The latest media predictions from the consultant’s Technology, Media and Telecoms practice says that when social networks reach the billion unique user milestone, which could happen by year’s end, growth is set to slow.
The report says that there could be “a ceiling on future growth if global internet adoption continues to expand at the pace that consensus analysts expect.”
The report also says that ad revenue from social media will stay at a “modest” $5 billion (£3.1bn), which is lessthan 1% of the global industry total and gives a low revenue per user of $4 (£2.5).
Deloitte does add that due to a low cost base, social networks might still achieve impressive gross margins, particularly when compared against traditional media companies.
However, Deloitte says that traditional media, particularly television, will remain dominant. Television will see its “super media” status strengthened and “prophecies of the imminent obsolescence of television will again be proved wrong.” The company believes that pay-TV revenue in the BRIC countries will grow by 20% and global ad revenue is set to increase by $10bn (£6.3bn) to $191bn (£119bn).
Fears that digital video recorders (DVR) will impact on ad viewing are also overplayed.
While such players will achieve more than 50% penetration in UK TV households by year end, Deloitte believes the 30 second TV commercial will remain and only fade “If those television viewers record every single show they watch, including sport matches, reality show finals and news bulletins, so they can deliberately avoid commercials.”

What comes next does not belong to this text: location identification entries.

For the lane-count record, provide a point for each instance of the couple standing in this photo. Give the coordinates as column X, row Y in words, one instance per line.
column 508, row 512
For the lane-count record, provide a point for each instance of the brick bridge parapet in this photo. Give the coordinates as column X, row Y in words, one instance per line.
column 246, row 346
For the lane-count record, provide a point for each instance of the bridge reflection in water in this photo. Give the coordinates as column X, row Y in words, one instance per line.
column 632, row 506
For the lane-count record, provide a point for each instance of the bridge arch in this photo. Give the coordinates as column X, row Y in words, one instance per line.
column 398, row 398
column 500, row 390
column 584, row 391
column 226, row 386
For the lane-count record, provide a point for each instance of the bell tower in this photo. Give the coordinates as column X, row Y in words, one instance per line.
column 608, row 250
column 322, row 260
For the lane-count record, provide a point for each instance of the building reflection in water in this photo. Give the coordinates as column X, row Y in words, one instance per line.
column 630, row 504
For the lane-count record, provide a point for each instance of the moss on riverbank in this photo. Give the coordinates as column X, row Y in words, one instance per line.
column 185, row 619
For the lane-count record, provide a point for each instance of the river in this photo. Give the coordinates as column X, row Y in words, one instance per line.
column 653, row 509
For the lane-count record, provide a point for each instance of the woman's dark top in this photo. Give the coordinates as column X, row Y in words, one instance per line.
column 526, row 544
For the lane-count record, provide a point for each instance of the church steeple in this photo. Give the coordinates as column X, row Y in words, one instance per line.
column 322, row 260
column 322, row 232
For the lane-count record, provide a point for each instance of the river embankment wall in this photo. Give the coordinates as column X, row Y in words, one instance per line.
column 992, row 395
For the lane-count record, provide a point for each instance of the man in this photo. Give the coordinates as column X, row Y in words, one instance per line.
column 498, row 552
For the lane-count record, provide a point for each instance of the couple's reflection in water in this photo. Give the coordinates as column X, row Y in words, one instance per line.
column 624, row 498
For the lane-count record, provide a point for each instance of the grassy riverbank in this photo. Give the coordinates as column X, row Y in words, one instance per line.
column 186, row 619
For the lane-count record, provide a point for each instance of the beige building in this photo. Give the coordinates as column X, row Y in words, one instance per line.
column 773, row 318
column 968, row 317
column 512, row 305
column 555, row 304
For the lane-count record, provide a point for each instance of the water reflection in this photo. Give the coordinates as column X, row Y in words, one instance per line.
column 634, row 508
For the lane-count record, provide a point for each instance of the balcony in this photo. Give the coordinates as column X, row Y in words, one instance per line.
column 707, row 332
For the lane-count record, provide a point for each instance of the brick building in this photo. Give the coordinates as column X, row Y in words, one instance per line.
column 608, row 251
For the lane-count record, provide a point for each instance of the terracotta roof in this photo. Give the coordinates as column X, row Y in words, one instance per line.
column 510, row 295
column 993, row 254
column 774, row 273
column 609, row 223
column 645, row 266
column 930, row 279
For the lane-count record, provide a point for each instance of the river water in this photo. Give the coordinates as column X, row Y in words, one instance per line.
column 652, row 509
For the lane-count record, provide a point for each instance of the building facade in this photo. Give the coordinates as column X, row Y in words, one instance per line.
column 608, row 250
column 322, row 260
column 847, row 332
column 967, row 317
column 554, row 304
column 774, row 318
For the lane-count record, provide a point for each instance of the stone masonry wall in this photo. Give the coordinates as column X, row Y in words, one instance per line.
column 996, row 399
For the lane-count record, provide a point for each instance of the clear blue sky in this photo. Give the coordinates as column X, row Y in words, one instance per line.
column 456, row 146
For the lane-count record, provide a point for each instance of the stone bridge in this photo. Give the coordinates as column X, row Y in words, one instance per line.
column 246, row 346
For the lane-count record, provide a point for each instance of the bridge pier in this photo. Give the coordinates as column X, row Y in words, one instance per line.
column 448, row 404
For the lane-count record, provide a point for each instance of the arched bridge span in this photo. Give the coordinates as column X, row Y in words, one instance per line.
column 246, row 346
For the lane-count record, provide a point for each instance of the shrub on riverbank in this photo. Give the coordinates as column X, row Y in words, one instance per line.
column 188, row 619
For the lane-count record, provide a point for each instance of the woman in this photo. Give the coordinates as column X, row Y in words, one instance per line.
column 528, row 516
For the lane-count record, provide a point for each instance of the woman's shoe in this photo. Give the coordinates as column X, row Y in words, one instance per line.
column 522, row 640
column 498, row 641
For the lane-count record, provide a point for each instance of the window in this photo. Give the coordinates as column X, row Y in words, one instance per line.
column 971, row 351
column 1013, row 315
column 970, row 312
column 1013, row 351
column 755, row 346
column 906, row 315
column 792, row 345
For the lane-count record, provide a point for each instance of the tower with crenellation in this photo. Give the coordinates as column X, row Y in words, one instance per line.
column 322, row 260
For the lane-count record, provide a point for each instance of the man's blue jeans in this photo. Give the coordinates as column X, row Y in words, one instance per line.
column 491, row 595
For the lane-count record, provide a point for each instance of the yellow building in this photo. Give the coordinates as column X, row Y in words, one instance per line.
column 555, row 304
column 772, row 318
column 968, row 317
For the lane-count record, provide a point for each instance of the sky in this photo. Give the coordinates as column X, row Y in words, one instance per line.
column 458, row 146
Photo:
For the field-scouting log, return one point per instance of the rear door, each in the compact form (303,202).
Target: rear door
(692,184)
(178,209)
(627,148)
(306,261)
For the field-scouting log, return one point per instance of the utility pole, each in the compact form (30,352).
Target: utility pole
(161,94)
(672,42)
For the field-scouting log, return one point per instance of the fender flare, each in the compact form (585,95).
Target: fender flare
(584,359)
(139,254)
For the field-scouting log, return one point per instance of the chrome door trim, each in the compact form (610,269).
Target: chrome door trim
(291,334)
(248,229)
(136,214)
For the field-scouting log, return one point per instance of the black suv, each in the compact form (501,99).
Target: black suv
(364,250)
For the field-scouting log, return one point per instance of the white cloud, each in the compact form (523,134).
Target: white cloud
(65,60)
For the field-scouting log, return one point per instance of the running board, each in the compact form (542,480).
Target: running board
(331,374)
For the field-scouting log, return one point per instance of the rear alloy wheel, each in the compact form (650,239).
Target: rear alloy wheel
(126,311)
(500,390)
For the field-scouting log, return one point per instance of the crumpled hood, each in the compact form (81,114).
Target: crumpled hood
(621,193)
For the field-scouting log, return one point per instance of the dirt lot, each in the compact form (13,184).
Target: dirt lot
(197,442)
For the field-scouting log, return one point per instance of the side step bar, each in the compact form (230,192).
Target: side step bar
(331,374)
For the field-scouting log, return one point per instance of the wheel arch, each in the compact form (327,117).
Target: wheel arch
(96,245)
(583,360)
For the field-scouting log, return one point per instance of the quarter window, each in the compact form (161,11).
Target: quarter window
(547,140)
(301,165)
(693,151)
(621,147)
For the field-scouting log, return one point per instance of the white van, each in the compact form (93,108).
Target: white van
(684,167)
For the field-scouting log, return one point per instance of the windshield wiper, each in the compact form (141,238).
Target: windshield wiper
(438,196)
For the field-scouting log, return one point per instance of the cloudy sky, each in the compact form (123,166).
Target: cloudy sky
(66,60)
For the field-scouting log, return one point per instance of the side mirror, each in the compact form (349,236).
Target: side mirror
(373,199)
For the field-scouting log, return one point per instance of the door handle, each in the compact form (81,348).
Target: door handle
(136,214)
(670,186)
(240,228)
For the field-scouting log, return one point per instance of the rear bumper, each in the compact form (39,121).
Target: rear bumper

The arrival of TVs and set top boxes with a “search” function to pull out specific content is not going to revolutionise mainstream viewing, due to the “inherently passive nature of watching television”.
Lead media partner of Deloitte Ed Shedd says: “This year’s predications show television’s continued strength, which continues to lead all media in total revenues, including ad sales, subscriptions, pay-per-view and licence fees.”